You can try http://www.taxtips.ca/calculators/taxcalculator.htm

A quick plugin shows a $4080 refund for 10k RRSP and a $13,086 refund at $37K


----------



## sprocket1200 (Aug 21, 2009)

taxtips.ca is a great site. you can also lookup the tax charts that show you the break points. this would be more useful than a calculator. don't forget next years income, if it will be large as well, you could save some of the credits for then.


----------



## steve41 (Apr 18, 2009)

Just my usual two cents worth..... remember, that tax reduction you make today, if you invest it (as you normally should) will effect your tax situation many, many years down the road when you are forced to deplete your RRSP.

The near term tax hit is not the whole picture, it is the present value of all those future tax pmts over time which will be the determining factor.


----------



## Guest (Jan 9, 2011)

steve41 said:


> Just my usual two cents worth..... remember, that tax reduction you make today, if you invest it (as you normally should) will effect your tax situation many, many years down the road when you are forced to deplete your RRSP.
> 
> The near term tax hit is not the whole picture, it is the present value of all those future tax pmts over time which will be the determining factor.


And fwiw, when I consider the worth of my RSP, I deduct 30% because that's what it will cost me to get that money back even if withdawn over time ... now, I've had the use of that tax money over the years, but still, it'll cost 30% to get it back


----------



## steve41 (Apr 18, 2009)

True, but remember three things.... the tax rates in retirement are lower because of the various age credits after 65, the fact that the tax brackets are indexed to inflation, and especially, the 'time value of money' effect.... that tax pmt you are faced with in retirement has to be looked at in present value terms.

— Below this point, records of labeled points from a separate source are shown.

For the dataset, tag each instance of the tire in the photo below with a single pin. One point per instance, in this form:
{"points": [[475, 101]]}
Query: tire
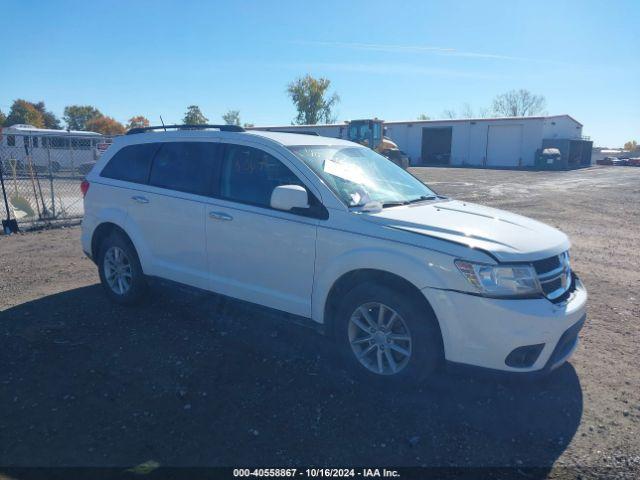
{"points": [[411, 320], [130, 286]]}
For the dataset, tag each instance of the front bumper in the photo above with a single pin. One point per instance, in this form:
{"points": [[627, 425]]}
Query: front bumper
{"points": [[482, 332]]}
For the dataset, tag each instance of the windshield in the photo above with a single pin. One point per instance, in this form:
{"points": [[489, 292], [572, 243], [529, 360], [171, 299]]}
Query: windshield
{"points": [[360, 176]]}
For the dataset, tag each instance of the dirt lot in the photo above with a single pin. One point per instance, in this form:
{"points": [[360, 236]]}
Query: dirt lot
{"points": [[198, 380]]}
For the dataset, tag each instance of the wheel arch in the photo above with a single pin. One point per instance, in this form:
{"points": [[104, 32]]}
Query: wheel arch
{"points": [[101, 232]]}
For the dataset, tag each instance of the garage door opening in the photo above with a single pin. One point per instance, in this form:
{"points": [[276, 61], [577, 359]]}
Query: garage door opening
{"points": [[436, 145]]}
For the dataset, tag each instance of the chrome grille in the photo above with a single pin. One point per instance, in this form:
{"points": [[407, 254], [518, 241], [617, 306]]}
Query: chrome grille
{"points": [[554, 275]]}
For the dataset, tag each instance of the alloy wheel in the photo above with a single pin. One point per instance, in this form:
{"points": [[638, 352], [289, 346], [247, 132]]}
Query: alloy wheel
{"points": [[117, 270], [379, 338]]}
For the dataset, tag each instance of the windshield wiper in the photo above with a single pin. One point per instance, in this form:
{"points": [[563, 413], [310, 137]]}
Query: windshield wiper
{"points": [[393, 204]]}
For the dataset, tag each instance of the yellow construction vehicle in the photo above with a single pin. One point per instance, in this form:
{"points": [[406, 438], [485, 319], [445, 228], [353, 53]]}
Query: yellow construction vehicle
{"points": [[370, 133]]}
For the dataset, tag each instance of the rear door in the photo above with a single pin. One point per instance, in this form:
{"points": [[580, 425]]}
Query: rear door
{"points": [[257, 253], [504, 146], [169, 211]]}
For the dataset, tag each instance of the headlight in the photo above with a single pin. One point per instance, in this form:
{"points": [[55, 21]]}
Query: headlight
{"points": [[501, 280]]}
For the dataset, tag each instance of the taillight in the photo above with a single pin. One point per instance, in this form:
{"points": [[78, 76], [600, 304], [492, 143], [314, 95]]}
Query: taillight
{"points": [[84, 188]]}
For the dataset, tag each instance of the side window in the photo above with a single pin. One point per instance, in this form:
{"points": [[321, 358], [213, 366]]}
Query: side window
{"points": [[184, 166], [249, 175], [131, 164]]}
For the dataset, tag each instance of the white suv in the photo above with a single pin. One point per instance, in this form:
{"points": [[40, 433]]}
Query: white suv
{"points": [[335, 234]]}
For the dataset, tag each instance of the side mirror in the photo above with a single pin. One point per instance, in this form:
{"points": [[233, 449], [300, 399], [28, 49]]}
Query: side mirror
{"points": [[288, 197]]}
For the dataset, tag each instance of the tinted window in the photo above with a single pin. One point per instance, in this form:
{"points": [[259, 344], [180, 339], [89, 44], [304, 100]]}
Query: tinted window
{"points": [[131, 163], [249, 175], [184, 166]]}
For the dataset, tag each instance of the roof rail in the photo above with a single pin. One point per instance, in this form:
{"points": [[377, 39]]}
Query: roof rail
{"points": [[222, 128], [307, 132]]}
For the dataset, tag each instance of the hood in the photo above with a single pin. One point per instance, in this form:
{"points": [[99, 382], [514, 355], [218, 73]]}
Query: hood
{"points": [[507, 236]]}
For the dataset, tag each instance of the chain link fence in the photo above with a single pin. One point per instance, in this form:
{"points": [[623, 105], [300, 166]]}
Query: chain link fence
{"points": [[42, 175]]}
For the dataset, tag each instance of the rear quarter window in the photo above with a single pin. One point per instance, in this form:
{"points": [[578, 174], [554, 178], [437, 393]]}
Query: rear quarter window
{"points": [[131, 163]]}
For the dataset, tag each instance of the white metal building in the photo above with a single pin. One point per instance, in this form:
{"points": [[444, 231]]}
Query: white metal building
{"points": [[61, 148], [484, 142]]}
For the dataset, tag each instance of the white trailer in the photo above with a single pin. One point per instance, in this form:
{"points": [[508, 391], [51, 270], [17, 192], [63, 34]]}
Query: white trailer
{"points": [[510, 142]]}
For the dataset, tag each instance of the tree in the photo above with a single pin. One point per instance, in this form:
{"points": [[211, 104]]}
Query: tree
{"points": [[311, 99], [194, 116], [518, 103], [232, 117], [137, 122], [25, 113], [50, 120], [105, 125], [77, 116]]}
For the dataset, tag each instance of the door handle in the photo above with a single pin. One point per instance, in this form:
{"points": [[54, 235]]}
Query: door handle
{"points": [[140, 199], [220, 216]]}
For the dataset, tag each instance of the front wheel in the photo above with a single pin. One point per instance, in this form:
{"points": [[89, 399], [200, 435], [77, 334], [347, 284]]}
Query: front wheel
{"points": [[120, 271], [386, 335]]}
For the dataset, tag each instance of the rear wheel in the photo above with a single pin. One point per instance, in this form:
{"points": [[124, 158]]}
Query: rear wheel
{"points": [[386, 335], [120, 271]]}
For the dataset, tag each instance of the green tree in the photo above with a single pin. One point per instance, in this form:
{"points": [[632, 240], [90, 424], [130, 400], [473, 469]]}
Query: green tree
{"points": [[232, 117], [77, 116], [104, 125], [137, 122], [194, 116], [26, 113], [312, 100], [50, 120], [519, 103]]}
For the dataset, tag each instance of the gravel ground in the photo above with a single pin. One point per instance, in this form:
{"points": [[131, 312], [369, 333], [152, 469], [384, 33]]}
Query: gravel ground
{"points": [[193, 379]]}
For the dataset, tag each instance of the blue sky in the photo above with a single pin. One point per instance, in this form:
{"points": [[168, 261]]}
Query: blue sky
{"points": [[390, 59]]}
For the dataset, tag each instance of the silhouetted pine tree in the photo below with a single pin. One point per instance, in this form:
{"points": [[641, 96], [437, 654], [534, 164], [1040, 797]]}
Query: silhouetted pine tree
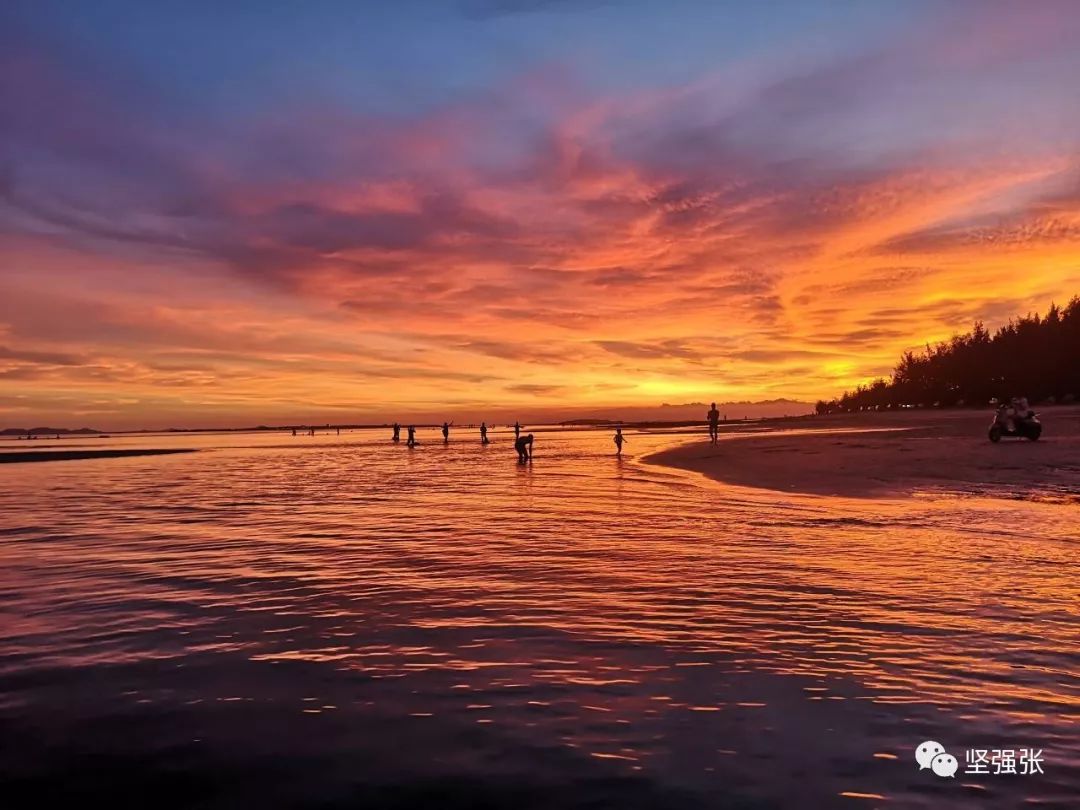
{"points": [[1033, 356]]}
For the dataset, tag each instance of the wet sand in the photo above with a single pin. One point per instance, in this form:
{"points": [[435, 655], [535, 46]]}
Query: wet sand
{"points": [[892, 454], [28, 456]]}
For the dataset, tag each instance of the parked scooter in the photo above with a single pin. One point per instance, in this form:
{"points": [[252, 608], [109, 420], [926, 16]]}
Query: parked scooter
{"points": [[1015, 419]]}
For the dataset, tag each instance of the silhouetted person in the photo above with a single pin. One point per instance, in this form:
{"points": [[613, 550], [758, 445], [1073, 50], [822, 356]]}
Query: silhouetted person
{"points": [[524, 447], [714, 423]]}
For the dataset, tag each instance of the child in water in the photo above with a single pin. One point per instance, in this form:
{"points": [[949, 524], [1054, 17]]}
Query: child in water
{"points": [[524, 447]]}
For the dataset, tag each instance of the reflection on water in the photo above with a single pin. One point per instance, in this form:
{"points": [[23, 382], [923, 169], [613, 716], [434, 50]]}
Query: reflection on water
{"points": [[337, 620]]}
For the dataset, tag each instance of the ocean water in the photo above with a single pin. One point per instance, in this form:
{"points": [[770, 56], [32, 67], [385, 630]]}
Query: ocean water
{"points": [[336, 621]]}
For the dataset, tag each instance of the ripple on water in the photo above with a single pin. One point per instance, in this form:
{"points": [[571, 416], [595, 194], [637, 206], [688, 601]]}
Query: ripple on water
{"points": [[349, 621]]}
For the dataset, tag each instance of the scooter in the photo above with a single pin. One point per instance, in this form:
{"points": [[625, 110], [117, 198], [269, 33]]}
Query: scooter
{"points": [[1010, 422]]}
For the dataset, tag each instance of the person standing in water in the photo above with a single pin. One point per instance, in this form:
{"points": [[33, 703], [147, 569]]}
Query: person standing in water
{"points": [[714, 424], [524, 447], [619, 439]]}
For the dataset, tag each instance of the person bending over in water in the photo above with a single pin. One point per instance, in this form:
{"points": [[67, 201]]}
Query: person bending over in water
{"points": [[524, 447], [619, 439], [714, 424]]}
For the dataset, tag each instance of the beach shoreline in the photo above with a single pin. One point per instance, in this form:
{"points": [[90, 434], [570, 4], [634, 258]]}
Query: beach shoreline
{"points": [[39, 456], [891, 454]]}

It is a non-trivial computation.


----------



## marina628 (Dec 14, 2010)

Thanks for the advise , I think we will try to do the max this year ,next year he should have some deductions from our daughter's education expenses and we are planning to spend on another investment property so should get a bit of a loss there as well.


----------



## Guest (Jan 9, 2011)

steve41 said:


> True, but remember three things.... the tax rates in retirement are lower because of the various age credits after 65, the fact that the tax brackets are indexed to inflation, and especially, the 'time value of money' effect.... that tax pmt you are faced with in retirement has to be looked at in present value terms. It is a non-trivial computation.


To rephrase ... being in my 65th year, I can state with certainty that my tax rate (federal/provincial) will in retirement be ~30% ...


----------



## steve41 (Apr 18, 2009)

The OP's question was regarding RRSP investing while working. The same issue (except for the age exemption) still applies. The RRSP/RRIF meltdown strategy depends on the same "would you rather pay $1000 in tax now or $2000 in 10 year's time" argument. The time value of money effect is a major consideration, as is the indexed bracket effect.


----------



## marina628 (Dec 14, 2010)

My husband is 43 years old so Income is high right now .The main reason I needed to know the refund is that this $37,000 will deplete 60-70% of our cash so i needed to know what we can expect to get back in the refund .


----------